My Dearest,
I know we said it would be best to have no contact, but I could not resist this chance to write. Know that I am well and hard at work on my reformation. In fact, my removal into the halls of daylight and respectability is being noted. I every day meet old acquaintances from the gaming rooms who wonder aloud where I have been and remark on what my absence may mean.
You may be sure that those feelings we spoke of during our brief, bright moment together remain true and strong.
Please write, if it is safe. If not, any word spoken to your seamstress will reach me. She is my sister, and you may trust her absolutely.
I am yours,
J.
***
“His sister!” Adele stared at the young woman in the plain black dress who sat across the paper-covered tea table from her. They sat together with their mass of sketches and notes in the cozy front parlor of Deborah Sewell’s house at No. 48 Wimpole Street.
“C’est vrai,” said Mademoiselle Marie, with a very Gallic shrug. “You will find, however, I am by far the more sensible of the two.”
His sister. Adele struggled to keep from repeating the words aloud. Of course she’d known Mademoiselle Marie’s surname was Beauclaire. It was a common enough name among the French émigrés of London, as was the combination of black hair and blue eyes. When Miss Sewell recommended the modiste’s assistant as their seamstress, Adele did admittedly hope the woman might have some connection with James. Perhaps she was a cousin. But sister? That much Adele had never suspected. James had not mentioned a sister, and neither had Miss Sewell, who, as a friend of James’s, must surely have known. And if Miss Sewell had known, she would have said something, wouldn’t she?
Mademoiselle Marie coughed. “I am charged to bring him a reply, if there is one.”

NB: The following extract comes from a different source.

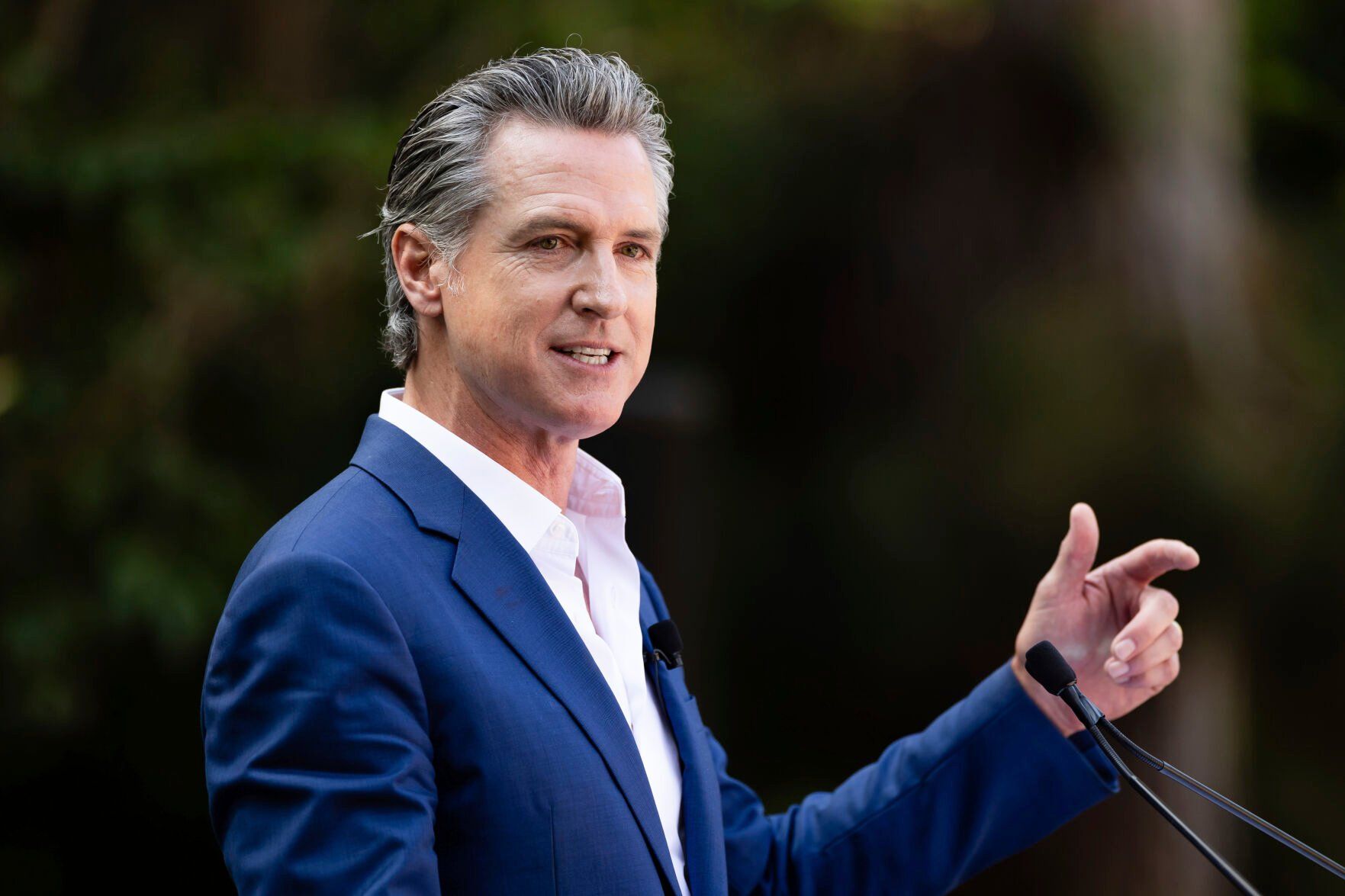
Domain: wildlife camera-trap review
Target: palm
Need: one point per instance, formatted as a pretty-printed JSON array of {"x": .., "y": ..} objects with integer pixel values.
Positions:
[{"x": 1087, "y": 612}]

“I . . . Oh yes, I think there may be.” Adele made herself fold the letter and set it aside. “How . . . how is your brother? I have not seen him since our house party.”

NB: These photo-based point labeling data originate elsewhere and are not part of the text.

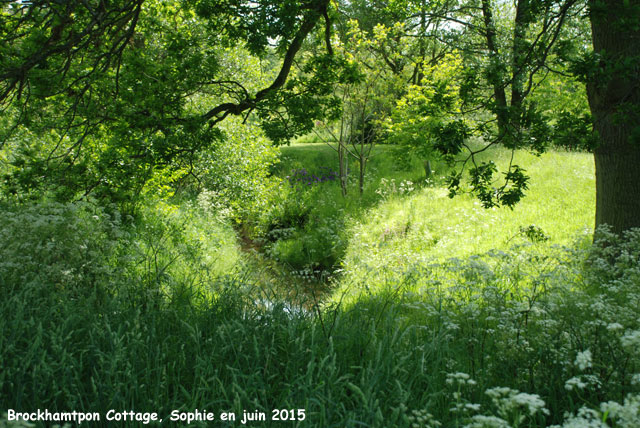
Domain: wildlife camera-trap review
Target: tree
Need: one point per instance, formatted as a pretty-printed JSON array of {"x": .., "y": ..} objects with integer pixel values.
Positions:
[
  {"x": 114, "y": 91},
  {"x": 613, "y": 85}
]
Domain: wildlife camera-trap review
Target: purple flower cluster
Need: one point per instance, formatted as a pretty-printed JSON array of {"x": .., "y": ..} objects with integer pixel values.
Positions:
[{"x": 302, "y": 178}]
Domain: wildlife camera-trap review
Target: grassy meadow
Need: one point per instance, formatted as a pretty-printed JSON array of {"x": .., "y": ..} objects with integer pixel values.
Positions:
[{"x": 411, "y": 310}]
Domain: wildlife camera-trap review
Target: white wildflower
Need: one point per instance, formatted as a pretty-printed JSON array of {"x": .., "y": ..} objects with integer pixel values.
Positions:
[{"x": 482, "y": 421}]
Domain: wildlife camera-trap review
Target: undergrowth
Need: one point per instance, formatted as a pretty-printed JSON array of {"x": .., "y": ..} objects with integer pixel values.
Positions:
[{"x": 512, "y": 338}]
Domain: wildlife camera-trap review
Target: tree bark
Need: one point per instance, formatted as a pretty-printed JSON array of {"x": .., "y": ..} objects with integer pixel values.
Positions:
[
  {"x": 614, "y": 98},
  {"x": 497, "y": 80}
]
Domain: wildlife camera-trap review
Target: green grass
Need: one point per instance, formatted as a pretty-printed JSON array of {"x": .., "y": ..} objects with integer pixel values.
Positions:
[
  {"x": 427, "y": 225},
  {"x": 155, "y": 315},
  {"x": 389, "y": 226}
]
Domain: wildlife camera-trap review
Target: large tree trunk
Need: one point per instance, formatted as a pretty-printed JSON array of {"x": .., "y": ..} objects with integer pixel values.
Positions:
[
  {"x": 614, "y": 98},
  {"x": 496, "y": 79}
]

“He is in excellent spirits and health,” Marie told her casually. “I attribute it to the new hours he keeps.”
“Oh?”
“Yes. He has turned from the gaming tables, you know, and become an investor in your great English stock market.”
“Really? How interesting.” Adele fought to keep her remarks conversational and was painfully aware that she failed. “And it agrees with him?”
“Something most certainly does.” This remark was as offhand as all the others. Marie picked up one of the sketches from the pile on Miss Sewell’s tea table. “Now, milady, if I may turn your attention back to this walking costume? It will do fairly well as it is, but if we gather the waist a little more . . . so . . .”
Adele tried to concentrate on the dresses, but failed so miserably that Marie declared she would have to return the next day, as “milady” plainly had other things on her mind.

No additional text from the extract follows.